To the Editor:

I read with great interest the two letters about the pros and cons of the “Genotype First Diagnosis” announced in the front page of the May 2009 issue of Genetics in Medicine.1,2 I cannot agree more with Drs. Saul and Moeschler.1 Although the new technologies, mainly microarray-based comparative genomic hybridization, have significantly increased the number of patients for whom we establish a diagnosis,2 there is no question that a good clinical evaluation is still of utmost importance.

The promotion of “testing first” is attractive to many primary care physicians (general pediatricians and some subspecialists) who hope that an abnormal result will provide the diagnosis. The testing first is an example of the “sampling the universe” diagnostic approach described by the late Frank A. Oski.3 This approach is commonly practiced by young physicians. Instead of the use of “hypothesis generation” as the diagnostic method recommended by Oski, and used by most clinical geneticists, a growing number of physicians rely on testing for their diagnoses.

I believe this policy of testing first should not be endorsed by the American College of Medical Genetics (ACMG). It is not an appropriate medical practice, because it increases the cost of medicine, and there are many results that will still need the interpretation of the geneticist and genetic counselor and the evaluation of the family. The attempt to end the “family's diagnostic odyssey” through indiscriminate testing no doubt has a high cost. The number of cases where microarray has been requested by the referring physician before a genetics evaluation is increasing. Furthermore, a significant number of such patients are referred with normal microarray results. By comparison, when a patient has undergone a comprehensive evaluation, including a detailed history and physical examination, microarray seems to yield a higher rate of abnormalities (Lacassie Y, Myrtle V, Sathyamoorthi S, unpublished study).

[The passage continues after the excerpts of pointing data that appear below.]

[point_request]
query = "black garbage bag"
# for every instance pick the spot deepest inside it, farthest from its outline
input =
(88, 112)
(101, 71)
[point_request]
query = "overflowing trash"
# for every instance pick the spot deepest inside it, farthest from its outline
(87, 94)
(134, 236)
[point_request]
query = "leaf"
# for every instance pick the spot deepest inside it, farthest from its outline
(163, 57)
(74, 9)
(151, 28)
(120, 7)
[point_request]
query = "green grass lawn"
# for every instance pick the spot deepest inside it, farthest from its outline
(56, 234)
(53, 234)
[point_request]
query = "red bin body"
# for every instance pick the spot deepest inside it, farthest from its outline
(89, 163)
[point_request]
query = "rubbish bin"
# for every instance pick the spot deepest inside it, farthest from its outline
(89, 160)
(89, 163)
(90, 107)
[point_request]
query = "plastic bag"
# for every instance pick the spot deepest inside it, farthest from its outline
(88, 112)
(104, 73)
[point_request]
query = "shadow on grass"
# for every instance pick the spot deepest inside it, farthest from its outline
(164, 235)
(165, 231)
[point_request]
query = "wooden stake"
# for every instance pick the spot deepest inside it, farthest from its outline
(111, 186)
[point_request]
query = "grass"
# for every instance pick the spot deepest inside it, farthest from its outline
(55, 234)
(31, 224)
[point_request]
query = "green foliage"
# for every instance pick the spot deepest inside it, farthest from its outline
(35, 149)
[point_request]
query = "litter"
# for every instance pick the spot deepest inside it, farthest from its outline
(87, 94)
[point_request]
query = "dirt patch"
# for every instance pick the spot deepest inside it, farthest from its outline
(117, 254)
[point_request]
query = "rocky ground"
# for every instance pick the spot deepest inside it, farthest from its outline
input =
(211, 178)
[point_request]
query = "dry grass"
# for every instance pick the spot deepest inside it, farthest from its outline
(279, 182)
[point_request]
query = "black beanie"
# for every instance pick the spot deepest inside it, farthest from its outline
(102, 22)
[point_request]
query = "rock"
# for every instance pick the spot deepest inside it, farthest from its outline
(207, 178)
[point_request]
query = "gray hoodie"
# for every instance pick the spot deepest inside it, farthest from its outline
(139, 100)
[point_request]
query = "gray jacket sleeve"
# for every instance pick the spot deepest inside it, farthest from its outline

There is no doubt that our primary goal as physicians is to serve our patients' best interests. In that pursuit, an accurate diagnosis is the cornerstone. In a testing-first approach to genetics, we deemphasize the importance of the family evaluation and phenotype. We may perform unnecessary testing with a consequent high expense. When the diagnostic approach combines clinical skills with the appropriate medical test, the sensitivity of the test is certain to increase. In the case of microarray, it seems clear that the appropriateness of testing is best gauged by a clinical geneticist.

There is also no doubt that that there is a “critical shortage” of medical geneticists, as noted by Dr. Ledbetter. More specifically, however, the shortage may reflect the declining number of clinical geneticists. Such a trend will undoubtedly continue so long as molecular testing advances in its diagnostic ability. However, I would like to point out that the major reason why I am commenting on this controversy is the lack of challenge for the clinical geneticist. The evaluation of patients with an unknown diagnosis is challenging, constitutes clinical research, and is intellectually gratifying when your diagnostic hypothesis is confirmed through a specific test. This is why many geneticists enjoy their job. Otherwise dealing with patients with multiple congenital anomalies, mental retardation, or other developmental issues, for which there are few treatments to offer, other than counseling, is not compelling at all to most physicians and medical students.

I openly admit to the referring physicians that I prefer to evaluate the patient without a diagnosis and before any testing. What makes our specialty interesting is the challenge to try to establish an etiological diagnosis.4,5 Most geneticist will agree that it is quite disappointing when the patient is referred for evaluation and counseling after the diagnosis was already established. Certainly, the ACMG should be the center of discussion for this topic. Before reading these two letters,1,2 I proposed some aspects of this subject to discuss at the next meeting of the ACMG in New Mexico.